- In the case of STATE.STOPPED both stop() and reboot() need to be called.
- I don't see anywhere in the call hierarchy where NodeManager.stop() is ever called in the reboot case.
- Following the logic through, it looks like this is the call sequence from your patch:
- calls: NodeStatusUpdaterImpl.reboot()
- calls: AbstractService.stop()
- calls: AbstractService.changeState()
- calls: NodeManager.stateChanged()
- Which does not call NodeManager.stop() if NodeStatusUpdaterImpl.isRebooted is set.
stop() was calling from reboot method. Anyway now I have moved it to common for SHUTDOWN and REBOOT cases.

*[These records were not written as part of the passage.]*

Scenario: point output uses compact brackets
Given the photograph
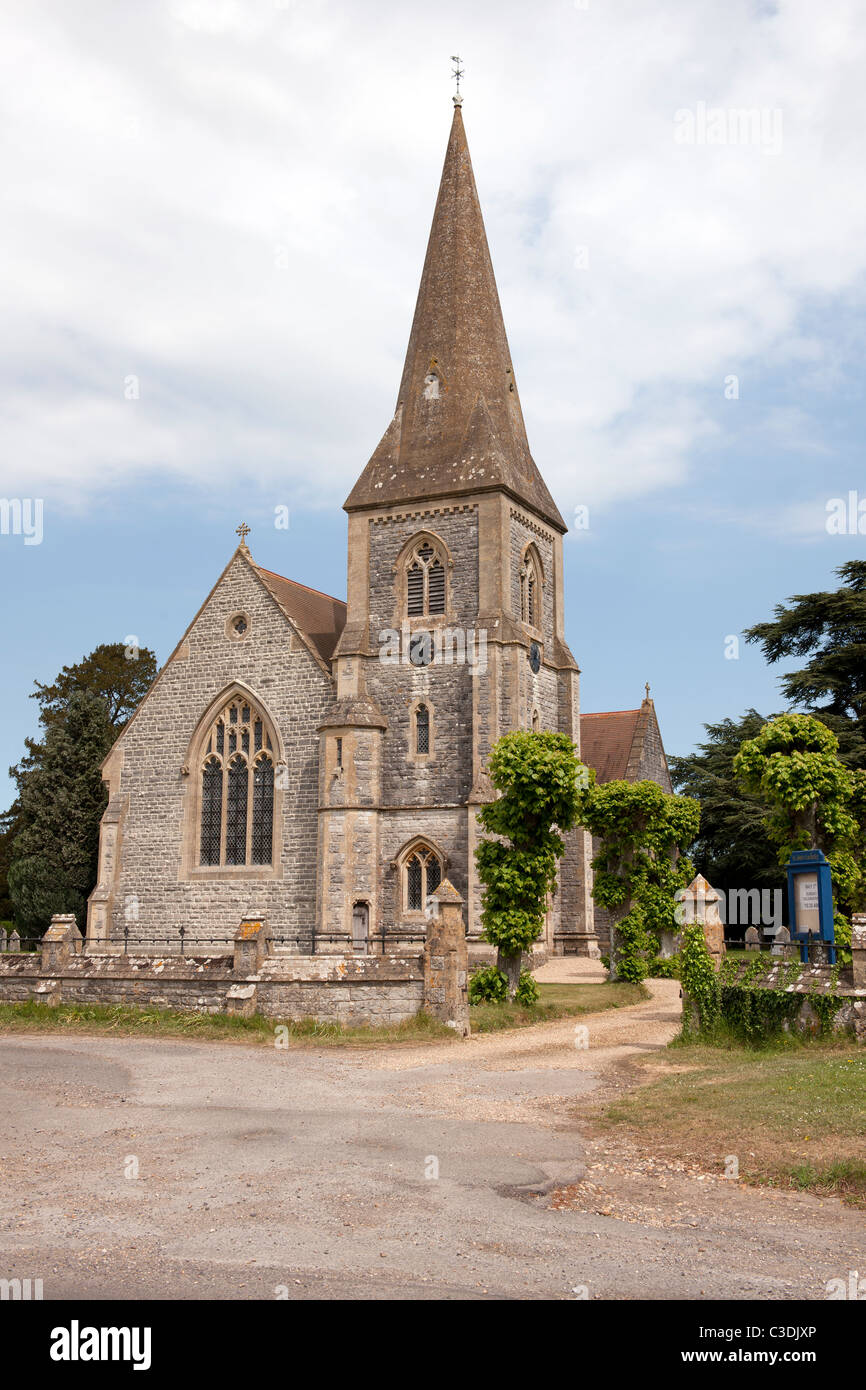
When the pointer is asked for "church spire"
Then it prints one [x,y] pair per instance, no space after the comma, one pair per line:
[458,426]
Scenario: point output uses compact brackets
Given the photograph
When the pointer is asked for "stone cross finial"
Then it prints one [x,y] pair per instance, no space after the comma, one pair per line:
[458,74]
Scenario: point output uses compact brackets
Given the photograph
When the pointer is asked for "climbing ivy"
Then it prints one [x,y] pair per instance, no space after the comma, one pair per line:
[537,779]
[640,865]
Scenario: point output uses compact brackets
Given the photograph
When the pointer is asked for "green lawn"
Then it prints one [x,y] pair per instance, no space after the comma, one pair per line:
[794,1116]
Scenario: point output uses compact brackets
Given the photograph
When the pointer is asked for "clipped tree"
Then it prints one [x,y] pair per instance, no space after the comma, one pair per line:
[61,799]
[641,863]
[815,802]
[540,784]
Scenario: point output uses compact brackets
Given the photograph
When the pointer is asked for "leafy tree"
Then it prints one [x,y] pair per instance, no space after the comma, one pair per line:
[640,865]
[537,776]
[117,674]
[815,802]
[61,799]
[830,630]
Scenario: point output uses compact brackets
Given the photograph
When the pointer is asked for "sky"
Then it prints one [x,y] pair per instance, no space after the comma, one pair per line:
[214,218]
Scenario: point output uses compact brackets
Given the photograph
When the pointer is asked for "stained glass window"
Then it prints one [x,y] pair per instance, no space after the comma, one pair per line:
[423,877]
[211,811]
[231,787]
[421,730]
[263,811]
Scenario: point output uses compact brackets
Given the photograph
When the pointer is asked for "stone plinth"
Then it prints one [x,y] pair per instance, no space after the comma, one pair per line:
[446,959]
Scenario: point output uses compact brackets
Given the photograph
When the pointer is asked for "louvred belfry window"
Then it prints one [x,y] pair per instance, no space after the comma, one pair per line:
[237,790]
[530,590]
[424,581]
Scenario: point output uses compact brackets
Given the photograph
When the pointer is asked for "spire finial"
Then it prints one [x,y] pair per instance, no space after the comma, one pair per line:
[456,72]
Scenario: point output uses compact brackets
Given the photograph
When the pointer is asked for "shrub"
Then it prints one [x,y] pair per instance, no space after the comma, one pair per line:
[488,986]
[527,990]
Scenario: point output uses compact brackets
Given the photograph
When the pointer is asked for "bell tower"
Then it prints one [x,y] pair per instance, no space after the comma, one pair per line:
[455,628]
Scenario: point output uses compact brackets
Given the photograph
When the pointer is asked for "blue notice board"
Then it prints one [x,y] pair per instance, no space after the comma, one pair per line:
[811,900]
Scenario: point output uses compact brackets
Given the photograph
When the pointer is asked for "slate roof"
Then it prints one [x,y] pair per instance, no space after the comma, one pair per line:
[464,432]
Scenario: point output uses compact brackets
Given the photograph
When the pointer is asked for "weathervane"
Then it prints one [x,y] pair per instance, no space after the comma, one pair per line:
[458,74]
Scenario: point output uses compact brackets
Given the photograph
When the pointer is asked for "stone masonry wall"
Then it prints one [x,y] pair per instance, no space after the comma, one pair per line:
[296,692]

- In order for the new private static variable nodeManager to be fully effective, you should take out the local NodeManager declaration within main(). Otherwise, the new getNodeManager() method won't always return the NodeManager instance.
It was added only for reboot testability purpose. Now I have refactored the code.
- Please look into the new findbugs and core test failures.
These test failures are not related to this patch.
- NodeManager.main() / NodeManager.reboot():
- Rather than copy the same code from main() into the new reboot() method, I would create a common method (call it commonNMMain, for example). You will probably need a parameter flag to tell you whether or not this is called from main() or from reboot().
I have refactored the code accordingly.
- You should handle the case where nodeManagerShutdownHook is null. Even though it should not be null, if it is null, you should create a new instance of it.
There will not be a case where it will be null. This condition is added only for test purpose.
- Rather than calling getConfig() when calling nodeManager.init(), I would argue that it would be better to create a new instance of conf so that any updates to the NM configs will be picked up. I guess it could be argued the other way, too. That is, you could make the case that the grid owner doesn't want the NM configs to change just because the RM was restarted. However, I think it should be a new NM config because the RM will have a new config.
I don't feel it is a good idea to reload the configuration when the NM gets rebooted. If the user want to update any property then they should restart the NM manually.
- YarnRPC rpc; is declared but never used.
It was my mistake, I was doing some thing and forgot to remove. I have updated now.
- I don't see where it is testing the RM-restart / NM-reboot case.
This test case verifies that when NM gets reboot signal, current instance will be stopped and new instance will be started successfully.